I used to have a Belgian Grandma named Elza who played a lot of solitaire.
(On the other side of the family – no relation to my (only) Grandad.)
Unfortunately I have no memory of her cooking. I have somewhere a three-page hand-written receipt on foolscap for Carbonnade of Beef, and I know she used to make braised red cabbage, but having lived the last of her years in the southern states and not wanting to fly, I don’t think she ever made it for me. I never got her recipe. Then again, I have no idea if it was any good.

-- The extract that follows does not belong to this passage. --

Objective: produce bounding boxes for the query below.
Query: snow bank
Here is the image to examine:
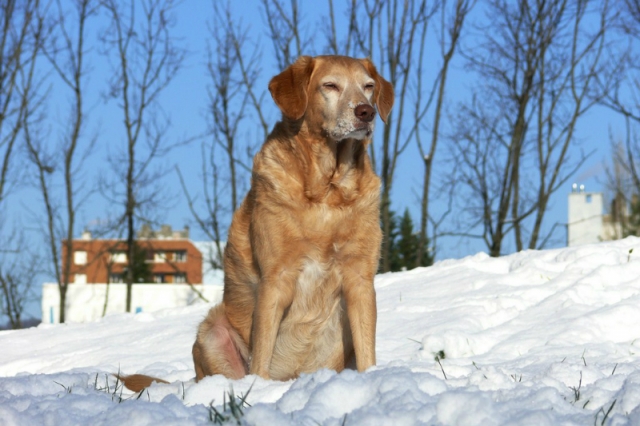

My pal Sue is now the authority on braised red cabbage in my world. She makes it with Okanagan cherries she dries herself every year, but not completely – she leaves some moisture in them, so that they’re a little bit squishy and juicy, like a raisin that has been plumped in booze. Because they aren’t completely dry, they need to be frozen. It was the discovery (most likely by force of gravity) of a small baggie of said cherries in my freezer (and half a ginormous red cabbage in my fridge) that prompted me to make a batch. It’s one of those things – like beef bourguignon – that’s ever so satisfying to simmer in a cast iron pot over the course of an afternoon.
And its bright purpleness and tang somehow brightens up those bleak midwinter veggie blahs.
Braised Red Cabbage & Cherries
adapted from Sheila Lukins’ All Around the World Cookbook
2 Tbsp. butter
1 small red cabbage, cored and thinly sliced
1 cup dried cherries
1/4 cup red wine
2 Tbsp. apple cider vinegar
1/4 cup apple juice
1/4 cup honey
1 cinnamon stick
salt and coarsely ground pepper to taste
Preheat the oven to 325F.
Set a large heavy saucepan or Dutch oven over medium heat and heat the butter until it melts. When the foaming subsides, add the rest of the ingredients and cook over low heat until warmed through, then put the lid on and pop it into the oven for an hour or two – closer to two. The cabbage will be cooked through, and the liquid thickened a bit. Taste and add a little more honey and/or vinegar as you like to suit your taste (or apple juice if it needs a bit more liquid) and bake a little longer or simmer on the stovetop with the lid off if you want to cook it down a bit.
It’s better after a day or two in the fridge; serve immediately or cool and refrigerate until you’re ready for it. Serves 6-10.